Throwback Thursday: Software Patents and Choueifaty v. Canada

Supreme Court of Canada building
Canada’s Supreme Court Building, which also houses the Federal Court.
Public domain image

Look for Brion Raffoul’s Throwback Thursday posts, where we revisit posts and cases of interest!

Last September, we reported on the Canadian Federal Court case Choueifaty v Canada (2020 FC 837). In that case, the Court rejected the “problem-solution approach” used by the Canadian Intellectual Property Office (CIPO) to assess questions of patentable subject matter. Justice Zinn sent the case back to CIPO’s Patent Appeal Board (PAB), to be reconsidered according to the purposive construction approach set out in case law.

In January, the PAB issued its decision, in which they concluded that certain claims of the Choueifaty application comprised patentable subject matter within the meaning of Section 2 of the Patent Act. This is great news for applicants with software-based inventions: the patentable claims cover steps of computer-implemented methods. The PAB concluded that the invention claimed was not simply an abstract idea but an invention that included steps which:

“permitt[ed] the optimization to be performed with significantly less processing and greater speed… Accordingly, this can be considered an algorithm that improves the functioning of the computer used to run it… [and] the computer and the algorithm together form a single actual invention that has physicality and solves a problem related to the manual or productive arts.

Choueifaty (Re), 2021 CACP#3, Commissioner’s Decision #1556, para. 34 (emphasis added)

Also noteworthy was the PAB’s characterization of the essential elements of the claims. As we noted in September, the problem-solution approach used by CIPO permitted Examiners to consider elements non-essential if those elements did not (in the Examiner’s judgment) “solve the identified problem”. However, the PAB’s January decision, following the Federal Court’s direction, bases its determination of essential elements on the inventor’s intention, and concludes:

There is no claim language indicating any of the elements to be optional, preferred embodiments or one of a list of alternatives. Nor is there any indication in the record before us that would lead to a determination of any claimed elements being non-essential. We therefore presume all the claimed elements to be essential.

Choueifaty (Re), 2021 CACP#3, Commissioner’s Decision #1556, para. 28 (emphasis added)

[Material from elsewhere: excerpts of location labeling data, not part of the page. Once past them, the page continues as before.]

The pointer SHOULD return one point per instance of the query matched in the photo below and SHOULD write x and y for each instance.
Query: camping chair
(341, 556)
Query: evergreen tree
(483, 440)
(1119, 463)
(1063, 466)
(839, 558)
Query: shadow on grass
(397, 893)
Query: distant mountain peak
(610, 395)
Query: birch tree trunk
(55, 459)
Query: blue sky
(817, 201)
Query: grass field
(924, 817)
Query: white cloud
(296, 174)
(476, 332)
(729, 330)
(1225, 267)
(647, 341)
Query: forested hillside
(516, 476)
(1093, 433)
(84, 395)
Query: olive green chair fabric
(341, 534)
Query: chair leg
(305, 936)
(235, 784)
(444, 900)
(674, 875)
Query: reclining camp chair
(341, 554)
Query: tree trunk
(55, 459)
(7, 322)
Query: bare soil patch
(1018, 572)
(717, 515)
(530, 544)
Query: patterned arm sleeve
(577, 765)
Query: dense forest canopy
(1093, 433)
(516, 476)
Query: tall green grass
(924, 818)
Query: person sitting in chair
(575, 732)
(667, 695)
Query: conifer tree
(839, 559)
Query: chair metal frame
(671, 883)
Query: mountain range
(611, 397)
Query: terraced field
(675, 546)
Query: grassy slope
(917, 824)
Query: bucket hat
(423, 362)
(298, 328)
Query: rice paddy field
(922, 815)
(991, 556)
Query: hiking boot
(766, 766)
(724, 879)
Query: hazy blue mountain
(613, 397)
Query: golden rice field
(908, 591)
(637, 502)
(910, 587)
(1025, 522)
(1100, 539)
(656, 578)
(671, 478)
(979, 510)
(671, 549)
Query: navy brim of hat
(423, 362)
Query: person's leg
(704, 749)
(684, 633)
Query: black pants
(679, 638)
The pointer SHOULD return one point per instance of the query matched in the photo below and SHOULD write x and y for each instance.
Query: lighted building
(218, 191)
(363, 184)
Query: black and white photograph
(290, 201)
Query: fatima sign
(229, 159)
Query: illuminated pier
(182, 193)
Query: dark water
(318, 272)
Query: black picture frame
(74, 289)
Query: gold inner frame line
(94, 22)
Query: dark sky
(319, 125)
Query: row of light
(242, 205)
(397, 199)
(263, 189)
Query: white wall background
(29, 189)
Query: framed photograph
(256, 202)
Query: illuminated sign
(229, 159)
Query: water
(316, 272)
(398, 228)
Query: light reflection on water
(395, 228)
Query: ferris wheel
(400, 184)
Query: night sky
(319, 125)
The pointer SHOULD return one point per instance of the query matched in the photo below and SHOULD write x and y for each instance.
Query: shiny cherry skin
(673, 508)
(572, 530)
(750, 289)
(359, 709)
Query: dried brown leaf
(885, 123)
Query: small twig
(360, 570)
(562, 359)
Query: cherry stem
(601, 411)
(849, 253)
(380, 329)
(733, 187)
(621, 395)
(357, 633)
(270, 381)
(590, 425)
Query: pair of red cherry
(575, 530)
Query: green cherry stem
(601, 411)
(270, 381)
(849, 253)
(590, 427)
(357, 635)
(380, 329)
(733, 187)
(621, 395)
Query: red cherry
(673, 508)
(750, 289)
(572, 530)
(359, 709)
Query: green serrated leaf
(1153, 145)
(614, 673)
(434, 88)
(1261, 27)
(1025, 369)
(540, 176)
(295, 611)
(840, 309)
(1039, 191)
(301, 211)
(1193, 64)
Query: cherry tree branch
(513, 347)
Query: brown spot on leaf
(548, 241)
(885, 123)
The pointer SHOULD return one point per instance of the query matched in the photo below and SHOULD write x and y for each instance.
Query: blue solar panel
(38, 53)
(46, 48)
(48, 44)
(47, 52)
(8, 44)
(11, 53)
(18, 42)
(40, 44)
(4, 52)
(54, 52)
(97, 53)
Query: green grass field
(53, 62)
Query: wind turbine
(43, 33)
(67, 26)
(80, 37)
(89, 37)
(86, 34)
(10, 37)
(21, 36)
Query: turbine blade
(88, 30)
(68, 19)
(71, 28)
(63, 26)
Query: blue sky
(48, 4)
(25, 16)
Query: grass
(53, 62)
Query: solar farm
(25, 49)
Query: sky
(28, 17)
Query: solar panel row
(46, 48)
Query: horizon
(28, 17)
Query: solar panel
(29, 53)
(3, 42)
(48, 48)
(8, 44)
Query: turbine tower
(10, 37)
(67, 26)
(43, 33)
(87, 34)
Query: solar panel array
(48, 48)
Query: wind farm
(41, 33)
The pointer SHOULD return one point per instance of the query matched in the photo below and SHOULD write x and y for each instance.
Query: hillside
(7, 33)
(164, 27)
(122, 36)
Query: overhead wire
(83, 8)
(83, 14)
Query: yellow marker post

This decision is a promising step towards smooth prosecution for software patents in Canada, and a reassuring sign for applicants in many of today’s high-tech fields! For more information, please contact one of our experts at Brion Raffoul LLP.

Read our original post below:

On August 21, 2020, the Canadian Federal Court rejected the problem-solution approach adopted by the Canadian Intellectual Property Office (CIPO) for assessing patentable subject matter under the Patent Act.  The problem-solution approach has long been the standard used by CIPO to determine whether a claim element is “essential” to the invention for the purposes of claim construction.  As set out in Chapter 12 of the Manual of Patent Office Procedure (MOPOP), purposive construction requires the Commissioner to:

  • use a fair, balanced and informed approach;
  • identify the person skilled in the art;
  • identify the common general knowledge;
  • identify the problem and solution; and
  • determine which elements of the claim solve the identified problem.

That is, according to MOPOP, only elements of the claim that solve the identified problem are “essential elements”.  Under this approach, claim elements that do not solve the identified problem are not essential to the claim, regardless of whether they (a) have a material effect on the operation of a given embodiment; (b) are found in the prior art or are novel and non-obvious; and/or (c) transform non-patentable subject matter into subject matter that meets the definition of “invention” for the purpose of section 2 of the Patent Act.

This approach has long been considered questionable in light of case law, but had not been successfully challenged in court until recently.  In Choueifaty v Canada (2020 FC 837), Justice Zinn held that the problem-solution approach is incorrect and “akin to using the ‘substance of the invention’ approach discredited by the Supreme Court of Canada” (para. 37).  Rather, to determine whether a claim element is essential or inessential, the Commissioner must use the purposive construction approach set out by the Supreme Court in the seminal cases of Whirlpool and Free World Trust—and, in particular, the Commissioner must consider the inventor’s intention, something the problem-solution approach fails to do.

In his judgement, Justice Zinn reiterated the test from paragraph 55 of Free World Trust:

  1. Would it be obvious to a skilled reader that varying a particular element would not [affect] the way the invention works? If modifying or substituting the element changes the way the invention works, then that element is essential.
  2. Is it the intention of the inventor, considering the express language of the claim, or inferred from it, that the element was intended to be essential? If so, then it is an essential element.

Under this test, essential elements of a claim are not required to solve an identified problem.  Moreover, the inventor’s intention must be considered when construing the claims.  Although Choueifaty is likely to be appealed, its welcome clarifications may smooth the path to granting patents for computer implemented inventions (CIIs).